The Prime Minister of the Czech Republic called on his Minister of Health to resign or be fired after he broke strict government restrictions to slow a record surge of coronavirus infections and visited a restaurant in Prague.
Prime Minister Andrej Babis said he would meet with the president of the country later in the day on Friday to discuss a possible replacement for the minister, Roman Prymula.
Babis said, "There is no solution other than his resignation from the post." "It ought not to have happened."
Babis said, "If we want people to comply with the rules ... it is us who have to set an example." "We can not preach and drink wine and water."
Prymula met with Jaroslav Faltynek, deputy head of senior government ANO, or YES, on Wednesday night, a movement led by Babis in a Prague restaurant, the Blesk tabloid daily said. Photographs published in the paper indicated that Prymula did not wear a compulsory face mask either.
Because of the pandemic, restaurants are closed in the Czech Republic, and it was not immediately clear whether the establishment was open or whether the owner only allowed Prymula and Faltynek to dine there.
The exposure has shocked the nation, which has been hit hard by the pandemic. The government has approved tight restrictions at Prymula 's request to slow the surge that is threatening the entire health system.
The Social Democrats, the junior government coalition party, joined the opposition to demand the resignation of Prymula, calling his behavior "absolutely unacceptable."
Prymula denied any wrongdoing and refused to step down, intensifying the crisis even further. He said he was invited to participate in a meeting with the director of a hospital and only went to a private space where it took place through the restaurant.

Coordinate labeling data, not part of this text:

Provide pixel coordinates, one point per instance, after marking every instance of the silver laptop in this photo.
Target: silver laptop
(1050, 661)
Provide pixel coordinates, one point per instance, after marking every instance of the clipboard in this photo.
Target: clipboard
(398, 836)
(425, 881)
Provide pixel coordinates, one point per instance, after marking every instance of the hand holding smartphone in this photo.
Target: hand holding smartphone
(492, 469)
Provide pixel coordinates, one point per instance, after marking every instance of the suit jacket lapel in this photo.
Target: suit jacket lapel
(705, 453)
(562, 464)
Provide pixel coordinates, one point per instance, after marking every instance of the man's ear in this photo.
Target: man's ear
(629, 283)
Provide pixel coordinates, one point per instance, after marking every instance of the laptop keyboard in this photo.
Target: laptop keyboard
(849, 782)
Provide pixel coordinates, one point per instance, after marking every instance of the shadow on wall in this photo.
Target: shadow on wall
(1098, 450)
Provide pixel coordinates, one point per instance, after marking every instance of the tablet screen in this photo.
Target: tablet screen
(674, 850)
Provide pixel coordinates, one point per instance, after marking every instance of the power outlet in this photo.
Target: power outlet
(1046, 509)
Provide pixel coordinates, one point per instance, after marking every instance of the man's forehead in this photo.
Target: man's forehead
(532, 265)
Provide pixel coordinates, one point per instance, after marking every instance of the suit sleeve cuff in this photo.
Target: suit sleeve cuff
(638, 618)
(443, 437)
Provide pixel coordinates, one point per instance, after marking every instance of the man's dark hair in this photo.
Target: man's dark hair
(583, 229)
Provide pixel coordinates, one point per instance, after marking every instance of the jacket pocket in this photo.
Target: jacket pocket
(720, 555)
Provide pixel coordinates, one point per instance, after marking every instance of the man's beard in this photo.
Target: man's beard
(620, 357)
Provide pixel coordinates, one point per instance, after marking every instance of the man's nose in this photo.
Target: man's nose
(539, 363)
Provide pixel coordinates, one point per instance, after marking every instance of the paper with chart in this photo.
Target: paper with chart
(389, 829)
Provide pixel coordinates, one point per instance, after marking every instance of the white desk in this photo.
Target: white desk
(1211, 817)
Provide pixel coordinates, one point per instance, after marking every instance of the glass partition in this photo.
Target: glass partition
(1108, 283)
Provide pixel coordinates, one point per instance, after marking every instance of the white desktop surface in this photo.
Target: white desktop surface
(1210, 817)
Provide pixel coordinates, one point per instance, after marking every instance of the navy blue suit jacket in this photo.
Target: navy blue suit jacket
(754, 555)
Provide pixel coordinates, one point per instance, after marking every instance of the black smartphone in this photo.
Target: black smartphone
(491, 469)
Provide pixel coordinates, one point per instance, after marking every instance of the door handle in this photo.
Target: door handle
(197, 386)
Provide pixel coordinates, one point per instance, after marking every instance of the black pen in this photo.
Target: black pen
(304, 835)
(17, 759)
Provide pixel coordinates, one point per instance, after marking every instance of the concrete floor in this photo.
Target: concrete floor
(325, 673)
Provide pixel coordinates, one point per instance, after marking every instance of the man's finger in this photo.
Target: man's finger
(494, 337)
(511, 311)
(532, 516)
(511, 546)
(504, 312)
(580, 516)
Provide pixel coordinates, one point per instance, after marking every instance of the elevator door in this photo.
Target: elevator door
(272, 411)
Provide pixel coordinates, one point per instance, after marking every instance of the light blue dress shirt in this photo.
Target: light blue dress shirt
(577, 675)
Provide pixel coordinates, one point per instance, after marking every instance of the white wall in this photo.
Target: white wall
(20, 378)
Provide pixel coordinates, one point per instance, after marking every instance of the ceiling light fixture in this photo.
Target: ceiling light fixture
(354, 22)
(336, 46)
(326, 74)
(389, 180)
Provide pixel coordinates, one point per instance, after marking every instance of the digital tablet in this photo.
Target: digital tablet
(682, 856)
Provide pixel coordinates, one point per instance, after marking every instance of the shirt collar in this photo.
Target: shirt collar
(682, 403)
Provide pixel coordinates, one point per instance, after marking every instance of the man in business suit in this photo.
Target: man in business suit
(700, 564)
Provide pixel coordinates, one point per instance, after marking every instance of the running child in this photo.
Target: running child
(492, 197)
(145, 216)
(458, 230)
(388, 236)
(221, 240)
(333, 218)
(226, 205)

"I broke nothing," he said.
Faltynek apologized for the meeting and said that he had asked Prymula to meet to discuss a special parliamentary meeting to approve a plan for NATO military medical staff to come to the Czech Republic to assist their local colleagues.
Prymula was a deputy health minister before he became the health minister, who led the government's reaction to the coronavirus pandemic for a time in the spring.
Compared to hard-hit Western European countries such as Italy, Spain, and Britain, the country recorded a relatively low number of COVID-19 cases and deaths then.
As a government health care envoy, Prymula, an epidemiologist, later assumed a different post.
He was appointed as a "crisis manager" only a month ago to lead the response of the country to the pandemic as new infections were on a steep rise.
On Sept. 12, Prymula became the health minister, and in an effort to slow the steep rise of infections, he imposed a series of tough regulations. There are closed bars, restaurants, and schools, as well as theatres, cinemas, zoos, and many other locations. There is a prohibition on professional sports competitions.
Just hours before the restaurant incident, Prymula and Babis announced that the nation was returning to a lockdown like in the spring with new restrictions limiting movement, closing many shops and services, and limiting two public meetings.
Prymula said if the measures were not taken, the health system would collapse around Nov. 10, Prymula said.
"He recently tweeted in one of his videos, calling the current situation dramatic:" I'd like to call all of you to stay at home, if possible.
On Thursday, the day-to-day increase in new confirmed cases reached 14,151, the second largest after a nearly 15,000 record set a day earlier. 223,065 positive cases have been confirmed in the country, about a third of them in the last seven days, while 1,845 have died.
With 735 in serious condition, the number of people hospitalized with COVID-19 is 4,777.
Over the last two weeks, the seven-day rolling average of daily new cases has risen from 32.81 new cases per 100,000 individuals on Oct. 7 to 92.88 new cases per 100,000 individuals on Wednesday.